Há mais de trinta anos, a vida de Andréa é compartilhada, com seu marido, José Henrique, com quem divide um amor constante, intenso, de cotidiano leve e cúmplice. "E o amor é tanto que gerou duas filhas biológicas, a advogada e recentemente aprovada no Exame Nacional da Magistratura (ENAM), Vitória, e a médica, anestesista residente no Hospital Federal de Ipanema, Isabel, e temos duas filhas do coração, a engenheira de produção, Maria Irene, e a administradora de empresa, Ana Luíza, que trabalham com os negócios da família", conta.
Andréa Epaminondas Tenório de Brito foi eleita desembargadora pelo Pleno do Tribunal de Justiça de Pernambuco (TJPE), no dia 4 de novembro deste ano, na Sala de Sessões Desembargador Antônio Brito Alves, no 1º andar do Palácio da Justiça. No dia seguinte tomava posse formal para exercer o seu mandato na 3ª Câmara Cível do Judiciário estadual pernambucano. Ela foi eleita na mesma sessão em que também foi promovida ao 2º Grau Ângela Cristina de Norões Lins Cavalcanti. Juntas às magistradas Daisy Andrade e Valéria Wanderley, elas contabilizam agora quatro magistradas num universo de 58 desembargadores.

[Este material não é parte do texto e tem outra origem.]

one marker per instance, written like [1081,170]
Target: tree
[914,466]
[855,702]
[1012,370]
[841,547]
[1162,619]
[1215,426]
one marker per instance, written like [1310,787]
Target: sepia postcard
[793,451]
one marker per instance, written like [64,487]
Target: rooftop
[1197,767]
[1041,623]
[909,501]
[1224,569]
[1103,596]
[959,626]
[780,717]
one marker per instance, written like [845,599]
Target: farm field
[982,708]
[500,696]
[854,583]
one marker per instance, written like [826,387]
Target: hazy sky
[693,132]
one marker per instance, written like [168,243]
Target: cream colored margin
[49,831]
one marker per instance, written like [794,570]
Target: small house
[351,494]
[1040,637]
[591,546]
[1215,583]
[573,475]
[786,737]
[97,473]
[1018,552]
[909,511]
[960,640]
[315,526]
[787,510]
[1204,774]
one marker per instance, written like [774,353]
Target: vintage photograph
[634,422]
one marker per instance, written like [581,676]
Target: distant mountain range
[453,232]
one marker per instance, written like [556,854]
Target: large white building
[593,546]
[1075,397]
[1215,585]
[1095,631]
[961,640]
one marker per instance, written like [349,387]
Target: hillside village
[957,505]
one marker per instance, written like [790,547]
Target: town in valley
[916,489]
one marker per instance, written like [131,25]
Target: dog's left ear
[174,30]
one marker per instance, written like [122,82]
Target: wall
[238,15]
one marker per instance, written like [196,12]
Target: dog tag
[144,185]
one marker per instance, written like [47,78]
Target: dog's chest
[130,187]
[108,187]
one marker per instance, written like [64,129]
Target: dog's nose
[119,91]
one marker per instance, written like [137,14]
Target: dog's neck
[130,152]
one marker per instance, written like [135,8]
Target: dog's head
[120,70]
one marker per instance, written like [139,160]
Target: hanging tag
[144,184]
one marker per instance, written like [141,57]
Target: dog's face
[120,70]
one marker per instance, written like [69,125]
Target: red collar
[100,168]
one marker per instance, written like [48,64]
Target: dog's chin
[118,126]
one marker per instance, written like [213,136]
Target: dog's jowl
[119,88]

O julgamento célere dos editais de paridade de gênero foi medida adotada pelo presidente do TJPE, desembargador Ricardo Paes Barreto, com o objetivo de garantir a representatividade do trabalho feminino na Segunda Inst do Poder Judiciário de Pernambuco. A iniciativa traz perspectivas de mudanças a médio e longo prazos. "É preciso destacar que, nos últimos tempos, o número de mulheres aprovadas nos concursos tem aumentado significativamente. O Judiciário está atento às mudanças sociais. Nada mais coerente do que adotar medidas efetivas para reparar o trilhar das magistradas dentro dos tribunais. O edital de paridade de gênero é medida prática para a busca da justa proporcionalidade. Trago um sentimento de alegria (também pela reparação), e posso prometer que permanecerei dando o meu melhor para o jurisdicionado e para honrar o meu Tribunal", considera.
O passo dado no TJPE rumo a uma mudança da representatividade feminina no Judiciário e a declaração da magistrada são acompanhados na sequência por uma fala que expõe uma visão concreta e explícita do patriarcado do contexto vivenciado ao longo da sua vida. "É inegável que o mundo segue machista. As mulheres recebem tratamento diferenciado a menor, no sentido do desenvolvimento e/ou do exercício de suas capacidades. Note-se que, neste momento, algures no mundo, mulheres não têm o direito de serem alfabetizadas, o que dirá frequentar universidades. A inexistência da igualdade nas relações entre pessoas gera o desconhecimento das necessidades e dos anseios dos que compõem o mesmo tecido social, sendo certo que as mulheres, nessa perspectiva, enfrentam grandes dificuldades para fazerem parte dos espaços decisórios", reflete.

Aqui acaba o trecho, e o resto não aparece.